From this we get the consolidated invariant Dp.sent >= Dp.delivered[p'] = C(p,p').sent >= C(p,p').delivered. (Technically we don't need the channel output invariant here, but we may need it later.) We can now show the simulation map works, by looking at the actions that change the state of some process. The easy part is showing that f(s).delivered[p] = s.Dp.delivered[p] works, because the only action that changes Dp.delivered[p] in the distributed system is deliver(p,m), and its precondition and effects in Dp line up exactly with the precondition and effects of deliver(p,m) in AB. Trickier is f(s).sent.

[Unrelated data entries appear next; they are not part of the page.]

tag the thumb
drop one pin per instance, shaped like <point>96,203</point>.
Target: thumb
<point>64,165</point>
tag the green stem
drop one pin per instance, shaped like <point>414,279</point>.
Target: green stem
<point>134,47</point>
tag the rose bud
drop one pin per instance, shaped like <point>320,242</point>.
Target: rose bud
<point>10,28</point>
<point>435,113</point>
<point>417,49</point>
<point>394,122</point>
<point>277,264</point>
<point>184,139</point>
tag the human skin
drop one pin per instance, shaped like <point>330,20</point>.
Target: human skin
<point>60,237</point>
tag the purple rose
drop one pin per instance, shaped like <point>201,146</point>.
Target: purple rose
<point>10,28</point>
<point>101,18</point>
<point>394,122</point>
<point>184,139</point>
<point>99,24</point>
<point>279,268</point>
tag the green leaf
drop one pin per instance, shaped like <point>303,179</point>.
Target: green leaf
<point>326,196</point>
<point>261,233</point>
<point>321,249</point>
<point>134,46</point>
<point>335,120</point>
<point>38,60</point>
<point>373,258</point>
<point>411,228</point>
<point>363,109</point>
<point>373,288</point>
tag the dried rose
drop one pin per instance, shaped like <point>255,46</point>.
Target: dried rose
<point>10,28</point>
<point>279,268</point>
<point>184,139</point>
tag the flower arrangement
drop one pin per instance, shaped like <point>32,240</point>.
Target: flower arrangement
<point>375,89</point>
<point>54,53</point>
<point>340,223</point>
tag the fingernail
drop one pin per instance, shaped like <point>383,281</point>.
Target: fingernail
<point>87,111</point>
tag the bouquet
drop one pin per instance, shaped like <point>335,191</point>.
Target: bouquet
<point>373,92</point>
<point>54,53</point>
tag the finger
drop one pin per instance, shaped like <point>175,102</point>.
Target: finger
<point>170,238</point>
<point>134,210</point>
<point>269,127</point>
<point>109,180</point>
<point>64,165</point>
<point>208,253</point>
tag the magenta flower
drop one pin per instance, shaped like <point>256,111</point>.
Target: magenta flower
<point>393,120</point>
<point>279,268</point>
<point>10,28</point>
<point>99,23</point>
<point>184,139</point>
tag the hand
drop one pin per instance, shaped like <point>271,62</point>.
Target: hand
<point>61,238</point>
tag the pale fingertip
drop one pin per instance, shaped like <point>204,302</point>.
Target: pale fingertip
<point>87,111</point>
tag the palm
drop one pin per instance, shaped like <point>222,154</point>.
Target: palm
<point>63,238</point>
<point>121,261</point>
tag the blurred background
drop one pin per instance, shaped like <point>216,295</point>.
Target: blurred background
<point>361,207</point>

There are two ways that f(s).sent could change from 0 to 1: either Dp.sent := 1 because of a send(m,p) operation (OK) or Dp.sent := 1 because of a recv(p',p,m) operation (maybe not OK). But in the latter case the precondition on recv(p',p,m) is C(p',p).sent > C(p',p).delivered >= 0 implying C(p',p).sent >= 1, and thus Dp'.sent >= C(p',p).sent = 1 in the previous state. This gives f(s).sent = 1 and so there is no change, allowing recv(p',p,m) to map to an empty trace.
So far we've just proved safety. To prove liveness, i.e. that every enabled deliver(m,p) operation eventually happens, we argue from the invariants that for every adjacent pair of processes (p,p') with Dp.sent = 1 and Dp.sent = 0, either Dp.deliver[p'] = 0 or C(p,p').sent > C(p,p').delivered. Then if {p': Dp'.sent = 0} is not empty, there is some p' in this set that is adjacent to a process p with Dp.sent = 1, and after some finite amount of time (a) p issues send(p,p',m) and (b) C(p,p') issues recv(p,p',m). At this point p' is added to the set. Repeating the argument gives that Dp.sent = 1 eventually for all p. It follows that deliver(m,p) is continuously enabled for any p that hasn't received the message yet, and so eventually it occurs by the fairness assumption.
(Comment: since only finitely many deliver(m,p) messages occur, we could weaken the task partition for AsynchronousBroadcast_{m} to put all deliveries of the same task in the same partition, and everything would still work.)